Corder also noticed other odd behaviors in these mice, such as spontaneous jumping and shaking, which the team later recognized as potential signs of opioid withdrawal. This prompted them to think of the reinstated pain as a component of withdrawal, which suggested the mice had developed dependence on their own MOR signaling.
Traces of past pain
Looking for cellular reasons for this pain reinstatement, the researchers found that the injured mice had developed constitutively active MORs in the spinal cord, a state which promotes pain relief and has been linked to opioid dependence (e.g., Meye et al., 2012). Maintaining constitutive MOR activity may be key to avoiding the development of chronic pain. “From a pharmacological point of view, the role for [constitutively active MORs] in pain is an extremely important and novel finding,” Corder said.

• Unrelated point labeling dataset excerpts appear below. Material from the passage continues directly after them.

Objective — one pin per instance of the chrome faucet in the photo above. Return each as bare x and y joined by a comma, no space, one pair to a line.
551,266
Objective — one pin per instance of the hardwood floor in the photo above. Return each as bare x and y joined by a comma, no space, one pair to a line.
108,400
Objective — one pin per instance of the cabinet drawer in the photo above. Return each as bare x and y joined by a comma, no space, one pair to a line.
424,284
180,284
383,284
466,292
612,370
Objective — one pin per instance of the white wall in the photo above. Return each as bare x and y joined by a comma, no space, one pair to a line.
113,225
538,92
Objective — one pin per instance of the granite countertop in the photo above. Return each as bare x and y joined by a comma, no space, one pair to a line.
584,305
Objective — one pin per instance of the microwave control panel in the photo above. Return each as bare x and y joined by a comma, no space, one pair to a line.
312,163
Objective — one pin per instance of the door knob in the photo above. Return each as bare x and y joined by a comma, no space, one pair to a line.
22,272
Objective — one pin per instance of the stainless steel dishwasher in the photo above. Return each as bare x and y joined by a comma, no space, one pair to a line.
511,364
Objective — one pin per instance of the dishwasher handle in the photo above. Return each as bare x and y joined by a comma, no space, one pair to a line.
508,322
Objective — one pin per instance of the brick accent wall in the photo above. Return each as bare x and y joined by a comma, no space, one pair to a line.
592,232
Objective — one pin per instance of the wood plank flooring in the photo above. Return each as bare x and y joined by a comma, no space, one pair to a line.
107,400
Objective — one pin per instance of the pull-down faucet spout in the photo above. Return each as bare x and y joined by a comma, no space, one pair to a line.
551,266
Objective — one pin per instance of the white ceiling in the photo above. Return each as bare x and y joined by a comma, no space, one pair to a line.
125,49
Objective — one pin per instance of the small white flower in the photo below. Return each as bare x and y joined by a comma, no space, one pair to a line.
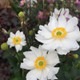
60,34
61,12
17,40
40,63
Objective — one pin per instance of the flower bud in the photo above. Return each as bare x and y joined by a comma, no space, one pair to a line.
4,46
31,32
21,14
76,56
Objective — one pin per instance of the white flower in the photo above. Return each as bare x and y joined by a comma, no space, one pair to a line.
61,12
40,63
60,34
17,40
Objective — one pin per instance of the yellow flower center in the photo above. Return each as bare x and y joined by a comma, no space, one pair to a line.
16,40
59,32
40,63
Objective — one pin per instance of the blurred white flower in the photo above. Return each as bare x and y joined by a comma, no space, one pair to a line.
31,1
17,40
60,34
61,12
40,63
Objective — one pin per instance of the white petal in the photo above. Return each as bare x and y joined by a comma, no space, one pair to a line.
62,52
18,47
33,75
27,64
52,45
68,44
75,35
36,51
62,21
42,39
71,24
52,58
44,32
12,35
9,42
20,34
52,24
52,72
30,55
23,43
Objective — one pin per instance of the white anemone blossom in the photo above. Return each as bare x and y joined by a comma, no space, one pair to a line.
62,11
60,34
17,40
41,64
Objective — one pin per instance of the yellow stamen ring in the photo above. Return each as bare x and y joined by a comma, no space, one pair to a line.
59,32
40,63
16,40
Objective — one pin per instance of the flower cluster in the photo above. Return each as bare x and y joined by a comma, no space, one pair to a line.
59,36
41,48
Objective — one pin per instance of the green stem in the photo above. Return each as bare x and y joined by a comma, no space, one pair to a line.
43,5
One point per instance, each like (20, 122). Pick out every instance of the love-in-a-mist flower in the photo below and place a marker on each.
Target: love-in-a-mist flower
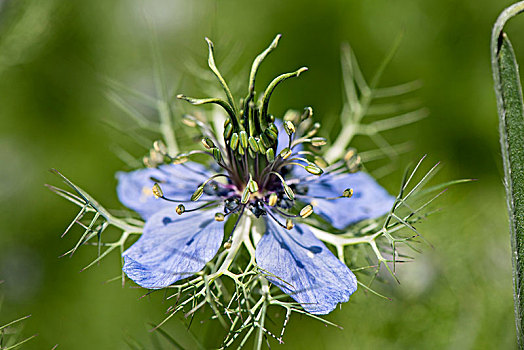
(261, 167)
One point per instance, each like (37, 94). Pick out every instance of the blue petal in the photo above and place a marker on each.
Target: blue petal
(301, 266)
(173, 247)
(176, 181)
(369, 199)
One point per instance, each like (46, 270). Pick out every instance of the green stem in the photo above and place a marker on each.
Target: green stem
(511, 127)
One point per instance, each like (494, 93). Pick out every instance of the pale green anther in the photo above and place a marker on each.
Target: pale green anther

Prior to naltrexone, the researchers found that, compared to sham-injured mice, the injured mice exhibited enhanced signaling through two molecules crucial to pain generation: the NMDA type of glutamate receptor and adenylyl cyclase I (AC1), an enzyme that converts ATP to cAMP. Calcium admitted through NMDA receptors spurs AC1 to produce a spike in cAMP, which drives pain. Indeed, naltrexone given to previously injured mice prompted a bloom of cellular signs of pain in the spinal cord, including expression of phosphorylated extracellular signal-regulated kinase (pERK), calcium increases in the cell, and an overshoot of cAMP levels. This suggests that the initial injury primed the NMDA-AC1 pathway to generate pain upon the interruption of MOR signaling.
The researchers suggest two potential mechanisms behind the pain reinstatement. The original injury-induced remodeling of pain pathways that produces hyperalgesia is maintained but masked by constitutive MOR activity. Thus, blocking MORs would unleash this pain. Alternatively, long-term potentiation could develop anew at nociceptive synapses upon MOR blockade, which would result in pain. To distinguish between these, the researchers are recording from neurons in the spinal cord to track when and how the synaptic changes mediating pain take root.
Chronic question
Though the persistent traces of a past injury offer an explanation for the emergence of chronic pain, it seems odd that the nervous system would hold on to signs of a past injury for such a long time. “Maybe the basic principles of memory formation are present at almost all synapses in the central nervous system,” Sandkühler said. To rid itself of unnecessary “memories” of pain, then, the nervous system may have evolved a way to actively suppress them.
Michele Solis is a science writer and former neuroscientist who lives in Seattle, Washington, US.